Getting started with Hermes on Ollama

Hermes is available from Ollama 0.21 onwards. If you don’t have Ollama installed, start with our Ollama installation guide. To launch Hermes:

ollama launch hermes

Ollama will download the necessary components and start the agent. From your first session, Hermes begins building its model of you and your work. The more you use it, the more useful it becomes.

Running Hermes with a more powerful model

By default, Hermes runs with a standard model. You can significantly increase its capability by running it with Kimi K2.6, which is designed for complex, long-horizon tasks:

ollama launch hermes --model kimi-k2.6:cloud

This gives Hermes the underlying intelligence of a state-of-the-art coding and agent model, while keeping the persistent memory and self-improvement framework that makes Hermes distinctive. For serious development work, this combination is worth trying.

What Hermes is good at

The self-improving, memory-persistent design makes Hermes particularly well suited to:

  • Ongoing projects — anything you return to regularly. Hermes builds up context about the project so you don’t need to re-explain it
  • Personalised assistance — if you have preferences about how things are done (code style, explanation depth, format), Hermes learns and applies them
  • Repetitive task types — if you do similar things often (writing documentation, reviewing code, summarising meeting notes), Hermes develops reusable approaches that get faster and more accurate
  • Long-running work — tasks that span multiple sessions, where continuity matters

Is it genuinely useful or just clever marketing?

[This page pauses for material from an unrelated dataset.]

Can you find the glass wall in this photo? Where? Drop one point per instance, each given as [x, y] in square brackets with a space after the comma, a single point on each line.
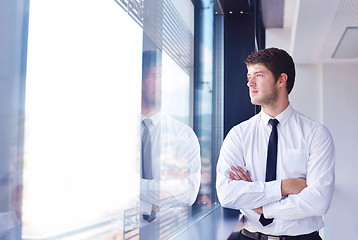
[118, 112]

The honest answer is that it depends what you use it for. If you open Ollama once a week for one-off questions, the memory and skill-building features won’t have much to work with. The more consistently you use Hermes for a specific domain — development, writing, research, analysis — the more the accumulated knowledge compounds into something genuinely useful.

It’s also worth being realistic about what “self-improving” means here. Hermes doesn’t rewrite its own weights or change at a model level. What it improves is its library of skills and its knowledge of you — essentially a structured, automatically-maintained memory that informs how it approaches new tasks. That’s a meaningful capability, but it’s different from the model itself getting smarter.

How it compares to other Ollama agents

Ollama’s ecosystem now includes a few different agent options. GitHub Copilot CLI is focused specifically on repository-level coding tasks with GitHub integration. Hermes is a more general-purpose agent designed around long-term memory and personal use.

If your work is primarily tied to a specific codebase and GitHub workflow, the Copilot CLI is probably the better fit. If you want a personal AI assistant that gets more useful over time across a range of tasks, Hermes is the more interesting option.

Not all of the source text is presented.